Güneş sisteminin sınırlarını incelemek için tasarlanmış Voyager serisinin 2 Amerikan uzay aracının fırlatılması nedeniyle astrofiziksel veriler elde edildi. Daha yakın zamanda, Voyager 2 Voyager 1 verilerini doğruladı.
Güneş rüzgarı ve toprak
Güneş rüzgârının sürekli değişen akışları, Dünya yüzeyindeki tüm yaşamı kolayca yok edebilir. Böyle bir “müthiş silah” a karşı korunmak için manyetosfer şeklinde bir “güvenilir kalkan” vardır. Bu çatışmanın paritesi oldukça değişkendir ve genellikle jeomanyetik fırtınalara neden olur. Şaşırtıcı olmayan bir şekilde, 1990'da, esas olarak Dünya'nın manyetik alanının mevcut durumunu yansıtan “uzay havası” terimi anlamlı hale geldi.
Armatürümüzün karasal organizmaların yaşamsal işlevleri üzerindeki etkisini inceleyen heliobiyoloji biliminin yaratıcısı, Sovyet bilim adamı A. L. Chizhevsky idi. Onun ve bir dizi başka araştırmacı sayesinde, güneş aktivitesindeki farklılıkların insan vücudu üzerindeki etkilerini düzenleyen yasaları açıklamak, ekili bitkilerin verimini arttırmak ve azaltmak ve kuş, balık ve hayvan popülasyonlarını çoğaltmak ve azaltmak mümkün oldu.
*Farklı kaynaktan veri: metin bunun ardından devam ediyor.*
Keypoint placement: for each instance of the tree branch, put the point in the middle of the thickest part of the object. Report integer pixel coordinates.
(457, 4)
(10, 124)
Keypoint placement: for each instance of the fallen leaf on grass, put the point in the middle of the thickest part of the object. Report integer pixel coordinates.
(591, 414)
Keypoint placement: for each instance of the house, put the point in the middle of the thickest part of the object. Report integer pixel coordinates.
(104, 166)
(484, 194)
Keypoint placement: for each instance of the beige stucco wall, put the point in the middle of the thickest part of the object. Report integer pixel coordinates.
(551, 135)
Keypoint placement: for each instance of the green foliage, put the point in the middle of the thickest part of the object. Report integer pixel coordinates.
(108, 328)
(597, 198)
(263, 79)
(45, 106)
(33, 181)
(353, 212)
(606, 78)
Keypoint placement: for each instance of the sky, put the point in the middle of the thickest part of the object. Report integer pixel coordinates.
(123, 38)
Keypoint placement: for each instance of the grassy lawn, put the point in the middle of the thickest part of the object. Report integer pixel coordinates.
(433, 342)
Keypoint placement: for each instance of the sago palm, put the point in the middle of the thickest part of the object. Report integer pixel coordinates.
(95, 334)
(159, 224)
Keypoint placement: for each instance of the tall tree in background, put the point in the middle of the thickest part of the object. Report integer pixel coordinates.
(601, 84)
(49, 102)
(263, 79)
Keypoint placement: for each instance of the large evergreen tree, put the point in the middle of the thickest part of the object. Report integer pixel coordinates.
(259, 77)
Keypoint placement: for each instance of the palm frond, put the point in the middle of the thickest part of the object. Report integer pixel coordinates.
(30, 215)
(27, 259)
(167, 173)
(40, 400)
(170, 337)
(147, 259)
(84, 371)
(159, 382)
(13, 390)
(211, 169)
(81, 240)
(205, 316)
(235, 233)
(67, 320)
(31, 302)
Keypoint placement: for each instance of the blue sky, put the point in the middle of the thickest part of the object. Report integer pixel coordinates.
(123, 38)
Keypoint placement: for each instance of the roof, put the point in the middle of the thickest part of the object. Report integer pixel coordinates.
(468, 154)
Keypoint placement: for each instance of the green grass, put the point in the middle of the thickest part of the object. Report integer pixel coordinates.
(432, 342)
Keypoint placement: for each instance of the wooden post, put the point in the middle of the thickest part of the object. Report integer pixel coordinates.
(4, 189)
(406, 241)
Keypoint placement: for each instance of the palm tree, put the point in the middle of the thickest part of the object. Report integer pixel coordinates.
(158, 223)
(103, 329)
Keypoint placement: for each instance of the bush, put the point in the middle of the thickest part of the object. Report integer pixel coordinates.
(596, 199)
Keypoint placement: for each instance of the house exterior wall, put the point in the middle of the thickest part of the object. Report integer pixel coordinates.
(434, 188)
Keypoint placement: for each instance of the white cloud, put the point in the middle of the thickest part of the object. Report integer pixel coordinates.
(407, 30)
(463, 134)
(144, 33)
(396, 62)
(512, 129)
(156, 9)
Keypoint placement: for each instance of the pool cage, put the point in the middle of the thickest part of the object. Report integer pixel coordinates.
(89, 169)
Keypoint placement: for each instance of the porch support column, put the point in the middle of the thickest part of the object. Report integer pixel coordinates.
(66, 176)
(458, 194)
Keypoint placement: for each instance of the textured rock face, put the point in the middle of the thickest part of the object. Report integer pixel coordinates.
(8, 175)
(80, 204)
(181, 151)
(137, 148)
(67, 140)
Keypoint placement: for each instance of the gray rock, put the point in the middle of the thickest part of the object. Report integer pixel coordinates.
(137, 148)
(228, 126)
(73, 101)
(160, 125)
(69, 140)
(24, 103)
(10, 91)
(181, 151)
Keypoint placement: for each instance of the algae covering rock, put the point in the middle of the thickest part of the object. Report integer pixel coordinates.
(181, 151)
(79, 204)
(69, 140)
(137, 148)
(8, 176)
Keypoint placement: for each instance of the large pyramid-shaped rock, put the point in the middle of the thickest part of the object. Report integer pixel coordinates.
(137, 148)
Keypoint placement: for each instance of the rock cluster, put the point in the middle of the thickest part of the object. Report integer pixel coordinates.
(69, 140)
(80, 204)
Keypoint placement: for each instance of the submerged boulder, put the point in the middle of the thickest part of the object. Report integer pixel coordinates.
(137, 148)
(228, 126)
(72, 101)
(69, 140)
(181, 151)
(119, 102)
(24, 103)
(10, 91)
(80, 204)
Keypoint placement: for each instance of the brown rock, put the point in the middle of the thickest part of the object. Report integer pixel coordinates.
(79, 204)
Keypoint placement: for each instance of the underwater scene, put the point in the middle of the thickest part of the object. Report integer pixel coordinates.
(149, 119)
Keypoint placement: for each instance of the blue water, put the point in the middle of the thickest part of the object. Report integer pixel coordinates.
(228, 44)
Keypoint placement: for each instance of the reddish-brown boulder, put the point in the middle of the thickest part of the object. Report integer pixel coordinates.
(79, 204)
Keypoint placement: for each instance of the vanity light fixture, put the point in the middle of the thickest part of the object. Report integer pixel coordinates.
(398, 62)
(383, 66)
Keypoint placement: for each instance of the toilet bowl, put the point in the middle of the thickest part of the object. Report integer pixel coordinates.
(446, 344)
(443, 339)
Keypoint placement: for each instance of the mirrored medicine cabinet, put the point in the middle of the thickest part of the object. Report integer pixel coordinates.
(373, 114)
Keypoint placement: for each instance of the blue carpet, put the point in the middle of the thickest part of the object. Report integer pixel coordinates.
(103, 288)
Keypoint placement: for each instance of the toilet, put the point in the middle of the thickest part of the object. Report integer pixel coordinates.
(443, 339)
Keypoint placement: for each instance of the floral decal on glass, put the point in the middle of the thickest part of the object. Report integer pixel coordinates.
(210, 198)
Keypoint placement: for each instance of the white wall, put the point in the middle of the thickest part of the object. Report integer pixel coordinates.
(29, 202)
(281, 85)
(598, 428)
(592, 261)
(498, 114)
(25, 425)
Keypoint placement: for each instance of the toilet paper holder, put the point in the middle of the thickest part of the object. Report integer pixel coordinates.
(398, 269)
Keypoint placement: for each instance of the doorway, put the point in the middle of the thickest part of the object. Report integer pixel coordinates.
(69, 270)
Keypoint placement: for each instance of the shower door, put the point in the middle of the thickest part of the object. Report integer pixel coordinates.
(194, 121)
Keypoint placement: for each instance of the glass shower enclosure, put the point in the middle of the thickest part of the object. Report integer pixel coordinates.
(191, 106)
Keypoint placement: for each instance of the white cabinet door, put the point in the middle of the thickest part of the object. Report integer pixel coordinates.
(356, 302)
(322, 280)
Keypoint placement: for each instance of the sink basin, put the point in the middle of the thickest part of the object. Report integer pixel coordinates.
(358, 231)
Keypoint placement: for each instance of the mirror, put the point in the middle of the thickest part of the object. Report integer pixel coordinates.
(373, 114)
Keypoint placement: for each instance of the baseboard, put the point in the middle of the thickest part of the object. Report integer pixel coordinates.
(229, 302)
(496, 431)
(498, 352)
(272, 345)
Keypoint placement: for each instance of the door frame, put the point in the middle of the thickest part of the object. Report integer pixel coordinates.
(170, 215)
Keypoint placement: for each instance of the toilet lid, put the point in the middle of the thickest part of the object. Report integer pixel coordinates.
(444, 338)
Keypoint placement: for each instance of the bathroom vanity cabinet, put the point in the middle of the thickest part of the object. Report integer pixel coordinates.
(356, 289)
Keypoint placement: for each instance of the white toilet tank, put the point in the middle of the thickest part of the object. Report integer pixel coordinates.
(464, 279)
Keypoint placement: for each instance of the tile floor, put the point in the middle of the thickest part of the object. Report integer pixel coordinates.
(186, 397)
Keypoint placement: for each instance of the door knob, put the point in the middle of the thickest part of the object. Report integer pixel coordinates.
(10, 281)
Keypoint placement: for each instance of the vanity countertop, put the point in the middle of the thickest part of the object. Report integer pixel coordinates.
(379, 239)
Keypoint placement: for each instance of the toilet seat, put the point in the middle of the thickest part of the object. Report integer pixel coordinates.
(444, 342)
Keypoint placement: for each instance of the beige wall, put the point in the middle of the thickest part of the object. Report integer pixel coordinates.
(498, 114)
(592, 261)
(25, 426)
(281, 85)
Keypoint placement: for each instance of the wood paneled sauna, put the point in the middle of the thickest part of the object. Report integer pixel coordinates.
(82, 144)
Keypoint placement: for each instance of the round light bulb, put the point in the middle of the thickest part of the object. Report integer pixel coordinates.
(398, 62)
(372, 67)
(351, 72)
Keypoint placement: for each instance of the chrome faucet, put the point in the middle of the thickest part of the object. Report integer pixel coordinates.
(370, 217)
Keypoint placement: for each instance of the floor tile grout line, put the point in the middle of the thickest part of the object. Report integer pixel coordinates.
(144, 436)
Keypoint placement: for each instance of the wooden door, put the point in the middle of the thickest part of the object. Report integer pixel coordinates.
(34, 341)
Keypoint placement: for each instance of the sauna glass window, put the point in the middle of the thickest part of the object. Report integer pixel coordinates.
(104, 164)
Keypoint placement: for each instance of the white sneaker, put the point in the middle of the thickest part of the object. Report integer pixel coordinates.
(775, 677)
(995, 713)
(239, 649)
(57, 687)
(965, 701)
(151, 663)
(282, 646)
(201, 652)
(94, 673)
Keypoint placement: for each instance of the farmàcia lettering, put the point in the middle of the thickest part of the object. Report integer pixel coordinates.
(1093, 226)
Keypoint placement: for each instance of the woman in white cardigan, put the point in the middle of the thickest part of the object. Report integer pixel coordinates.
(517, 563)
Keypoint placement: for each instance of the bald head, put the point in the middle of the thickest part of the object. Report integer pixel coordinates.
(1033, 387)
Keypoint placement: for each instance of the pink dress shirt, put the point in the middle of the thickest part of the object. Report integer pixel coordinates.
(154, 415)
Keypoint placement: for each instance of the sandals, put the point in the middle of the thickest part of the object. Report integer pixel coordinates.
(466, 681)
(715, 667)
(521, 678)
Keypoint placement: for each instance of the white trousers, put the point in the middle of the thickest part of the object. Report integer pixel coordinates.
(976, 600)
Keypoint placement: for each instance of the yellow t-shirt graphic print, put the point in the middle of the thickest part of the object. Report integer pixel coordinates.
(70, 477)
Güneş'in Dünya üzerindeki etkisinin dönemlerinin döngüselliği keşfedildi ve incelendi. Jeomanyetik arka planın aktivite seviyesine ilişkin düzenli raporlar yaygın hale gelmiştir. Kronik hastalıklardan muzdarip insanlar, doğru ilacı zamanında almak için gerekli bilgiye sahiptir. Modern mahsul ve hayvancılık da faaliyetlerini en iyi şekilde yürütmek için bilgi ile “silahlandırılmıştır”.
İlginç gerçek: N.S. Shcherbinsky'nin gözlemlerine göre, tarlalara keçiboynuzu varış sıklığı Güneş'in 11 yıllık ritmine denk geliyor.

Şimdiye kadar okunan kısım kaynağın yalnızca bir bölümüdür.